This clinical trial studies whether esophageal cytology plus fluorescence in situ hybridization (FISH) is equal to or better than esophago-gastro-duodenoscopy (EGD) or upper endoscopy for the early detection of esophageal cancer. Genes are the units of deoxyribonucleic acid (DNA) the chemical structure carrying genetic information that determine many human characteristics. Certain genes in cancer cells may determine how the tumor grows or spreads and how it may respond to different drugs. Part of this study is to test those genes in esophageal cells using FISH.

Condition or Disease Intervention/Treatment Phase
  • Other: Cytology Specimen Collection Procedure
  • Procedure: Esophagogastroduodenoscopy
  • Other: Laboratory Biomarker Analysis
 N/A

Detailed Description

PRIMARY OBJECTIVES:
  1. Determine if sponge cytology with FISH is a reliable screening tool for esophageal dysplasia/cancer, and determine its sensitivity and specificity, compared to the gold standard procedure (upper endoscopy).
SECONDARY OBJECTIVES:

  1. Determine if the cytology screening with FISH biomarkers is more cost effective than upper endoscopy for the screening of esophageal cancer and the surveillance of esophageal metaplasia and dysplasia.

  2. Determine the limitations and future needs to improve this technique.

OUTLINE:

Participants swallow the capsule (Oesotest from Actimed) and then wait 10 minutes before the sponge is pulled out through the esophagus by gentle traction on the string.

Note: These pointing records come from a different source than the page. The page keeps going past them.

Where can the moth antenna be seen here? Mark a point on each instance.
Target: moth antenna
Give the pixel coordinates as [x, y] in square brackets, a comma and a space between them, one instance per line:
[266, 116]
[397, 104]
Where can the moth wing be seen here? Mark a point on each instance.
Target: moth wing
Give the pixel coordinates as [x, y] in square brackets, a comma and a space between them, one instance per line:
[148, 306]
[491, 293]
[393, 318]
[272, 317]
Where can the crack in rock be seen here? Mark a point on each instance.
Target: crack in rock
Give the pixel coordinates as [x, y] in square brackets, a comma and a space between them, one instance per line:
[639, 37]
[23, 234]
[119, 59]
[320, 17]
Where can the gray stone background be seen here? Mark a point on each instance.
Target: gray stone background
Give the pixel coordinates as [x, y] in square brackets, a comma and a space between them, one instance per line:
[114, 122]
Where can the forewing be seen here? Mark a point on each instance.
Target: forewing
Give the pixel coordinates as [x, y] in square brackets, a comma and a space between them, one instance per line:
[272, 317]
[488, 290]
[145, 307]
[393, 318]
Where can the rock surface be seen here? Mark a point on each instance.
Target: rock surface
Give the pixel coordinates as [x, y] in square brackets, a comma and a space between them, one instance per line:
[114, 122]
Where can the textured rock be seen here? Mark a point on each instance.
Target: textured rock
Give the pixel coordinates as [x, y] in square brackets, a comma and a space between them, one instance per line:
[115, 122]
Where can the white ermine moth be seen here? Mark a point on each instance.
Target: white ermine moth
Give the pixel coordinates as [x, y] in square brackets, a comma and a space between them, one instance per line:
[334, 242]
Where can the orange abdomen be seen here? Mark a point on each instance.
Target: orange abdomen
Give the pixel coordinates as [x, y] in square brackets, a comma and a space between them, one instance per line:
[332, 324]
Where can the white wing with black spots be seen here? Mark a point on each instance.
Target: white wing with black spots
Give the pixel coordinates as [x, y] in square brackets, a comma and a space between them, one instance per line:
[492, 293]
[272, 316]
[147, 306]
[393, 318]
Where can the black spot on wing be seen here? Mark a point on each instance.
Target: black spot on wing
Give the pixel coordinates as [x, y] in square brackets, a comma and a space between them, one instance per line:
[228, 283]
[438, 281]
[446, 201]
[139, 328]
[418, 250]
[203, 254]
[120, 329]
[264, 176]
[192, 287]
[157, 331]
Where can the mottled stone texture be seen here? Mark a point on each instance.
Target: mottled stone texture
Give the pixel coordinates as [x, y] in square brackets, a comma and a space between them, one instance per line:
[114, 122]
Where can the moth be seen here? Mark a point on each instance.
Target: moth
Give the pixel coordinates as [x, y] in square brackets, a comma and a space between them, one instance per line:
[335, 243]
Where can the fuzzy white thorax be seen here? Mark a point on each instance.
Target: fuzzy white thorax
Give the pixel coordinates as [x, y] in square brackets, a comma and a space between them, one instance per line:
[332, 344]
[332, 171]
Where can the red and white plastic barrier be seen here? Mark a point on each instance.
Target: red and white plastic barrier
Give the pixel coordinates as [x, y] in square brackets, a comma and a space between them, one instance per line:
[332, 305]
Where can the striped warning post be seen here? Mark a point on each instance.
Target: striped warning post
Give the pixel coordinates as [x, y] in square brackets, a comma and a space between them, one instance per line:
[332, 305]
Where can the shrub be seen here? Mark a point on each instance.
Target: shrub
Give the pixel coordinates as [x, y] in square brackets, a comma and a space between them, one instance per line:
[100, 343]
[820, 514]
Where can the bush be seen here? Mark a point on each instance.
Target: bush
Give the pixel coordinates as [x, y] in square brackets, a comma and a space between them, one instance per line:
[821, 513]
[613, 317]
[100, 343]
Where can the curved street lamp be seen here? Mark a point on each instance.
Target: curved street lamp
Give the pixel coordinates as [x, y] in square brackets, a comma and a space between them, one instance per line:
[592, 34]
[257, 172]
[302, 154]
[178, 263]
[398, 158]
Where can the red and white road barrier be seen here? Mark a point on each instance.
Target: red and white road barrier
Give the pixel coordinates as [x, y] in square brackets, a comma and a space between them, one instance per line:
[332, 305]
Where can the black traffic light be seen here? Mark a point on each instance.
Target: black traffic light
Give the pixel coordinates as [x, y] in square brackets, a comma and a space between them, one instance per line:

Cytology samples from the sponge are harvested and analyzed by FISH. Participants then undergo standard EGD or upper endoscopy.

Study Design

Study Type:
Interventional
Actual Enrollment :
50 participants
Allocation:
N/A
Intervention Model:
Single Group Assignment
Masking:
None (Open Label)
Primary Purpose:
Screening
Official Title:
Esophageal Cancer (10030139, 10066354) Screening With FISH in Esophageal Cytology
Study Start Date :
Feb 1, 2014
Actual Primary Completion Date :
Dec 1, 2015
Actual Study Completion Date :
Dec 1, 2015

Arms and Interventions

Arm Intervention/Treatment
Experimental: Screening (esophageal cytology, FISH)

Participants swallow the capsule (Oesotest from Actimed) and then wait 10 minutes before the sponge is pulled out through the esophagus by gentle traction on the string. Cytology samples from the sponge are harvested and analyzed by FISH. Participants then undergo standard EGD or upper endoscopy.

Other: Cytology Specimen Collection Procedure
Undergo esophageal cytology collection
Other Names:
  • Cytologic Sampling

    • Procedure: Esophagogastroduodenoscopy
    Undergo standard EGD or endoscopy
    Other Names:
  • EGD

    • Other: Laboratory Biomarker Analysis
    Correlative studies

    Outcome Measures

    Primary Outcome Measures

    1. Sensitivity of Sponge Cytology Using FISH [At the time of sponge cytology and EGD]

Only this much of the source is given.